Пророческий дар Гумилева вообще ужасает: он иногда угадывал события не только своей жизни, но и космического масштаба, например в 1917 году написал, что в созвездии Змея вспыхнула новая звезда, и только в 1970‐е астрономы обнаружили эту звезду. В 1918 году ему пришлось пережить страшный день, когда пророчество из «Воина Агамемнона» сбылось. Вспоминает Ирина Кунина: «Внезапно на нас налетел оголтело орущий мальчишка-газетчик: „Убийство Царской Семьи в Екатеринбурге!“ Гумилёв рванулся и бросился за газетчиком, схватил его за рукав, вырвал из его рук страничку экстренного выпуска, прислонился ко мне, точно нуждаясь в опоре. Подлинно, он был бел, и казалось — еле стоял на ногах. Гумилёв опустил левую руку с газетой, медленно, проникновенно перекрестился, и только погодя, сдавленным голосом сказал: „Царствие Им небесное. Никогда им этого не прощу“. <…> Кому им? Конечно, большевикам».

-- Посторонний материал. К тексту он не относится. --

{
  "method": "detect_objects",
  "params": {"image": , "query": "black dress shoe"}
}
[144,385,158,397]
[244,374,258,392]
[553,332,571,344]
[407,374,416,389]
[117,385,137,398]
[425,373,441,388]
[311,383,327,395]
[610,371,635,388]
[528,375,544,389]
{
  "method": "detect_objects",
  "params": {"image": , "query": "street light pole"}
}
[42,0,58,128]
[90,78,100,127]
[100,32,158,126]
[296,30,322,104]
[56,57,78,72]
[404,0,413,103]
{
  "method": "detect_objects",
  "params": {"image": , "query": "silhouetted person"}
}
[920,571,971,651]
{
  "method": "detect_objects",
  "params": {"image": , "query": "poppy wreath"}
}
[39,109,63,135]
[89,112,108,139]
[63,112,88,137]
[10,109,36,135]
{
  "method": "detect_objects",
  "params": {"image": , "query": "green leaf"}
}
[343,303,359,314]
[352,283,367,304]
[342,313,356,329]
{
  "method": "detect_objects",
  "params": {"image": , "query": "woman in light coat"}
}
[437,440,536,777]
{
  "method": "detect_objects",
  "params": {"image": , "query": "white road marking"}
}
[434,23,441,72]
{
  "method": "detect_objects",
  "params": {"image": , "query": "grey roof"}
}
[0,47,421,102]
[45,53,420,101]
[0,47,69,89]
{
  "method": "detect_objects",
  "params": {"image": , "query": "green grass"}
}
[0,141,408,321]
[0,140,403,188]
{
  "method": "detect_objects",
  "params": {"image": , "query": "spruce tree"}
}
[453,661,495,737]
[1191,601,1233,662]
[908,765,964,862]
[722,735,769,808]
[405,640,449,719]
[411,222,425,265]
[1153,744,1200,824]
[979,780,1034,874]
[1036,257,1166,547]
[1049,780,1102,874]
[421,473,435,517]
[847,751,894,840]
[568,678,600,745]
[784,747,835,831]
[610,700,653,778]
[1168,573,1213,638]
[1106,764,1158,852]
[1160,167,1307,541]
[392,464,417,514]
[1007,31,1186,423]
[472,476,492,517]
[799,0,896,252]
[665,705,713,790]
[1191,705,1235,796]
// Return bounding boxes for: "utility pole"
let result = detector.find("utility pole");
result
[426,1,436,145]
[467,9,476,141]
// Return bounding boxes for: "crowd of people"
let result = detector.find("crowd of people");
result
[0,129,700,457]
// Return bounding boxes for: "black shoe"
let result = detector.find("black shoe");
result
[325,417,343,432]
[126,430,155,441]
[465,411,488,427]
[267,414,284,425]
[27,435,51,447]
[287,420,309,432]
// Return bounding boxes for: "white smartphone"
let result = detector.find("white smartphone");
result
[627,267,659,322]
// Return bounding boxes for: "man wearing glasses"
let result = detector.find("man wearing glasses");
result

Монархизм Гумилева был безусловен — он любит и конкретных монархов, и монархию как принцип. «Он был убежденным монархистом, — вспоминал переводчик Гюнтер. — Мы часто спорили с ним; я мог ещё верить, пожалуй, в просвещенный абсолютизм, но уж никак не в наследственную монархию. Гумилев же стоял за неё». Так что выбор из всего доступного тогда богатого набора мистических увлечений именно консервативного монархического мистицизма был для поэта очень показателен.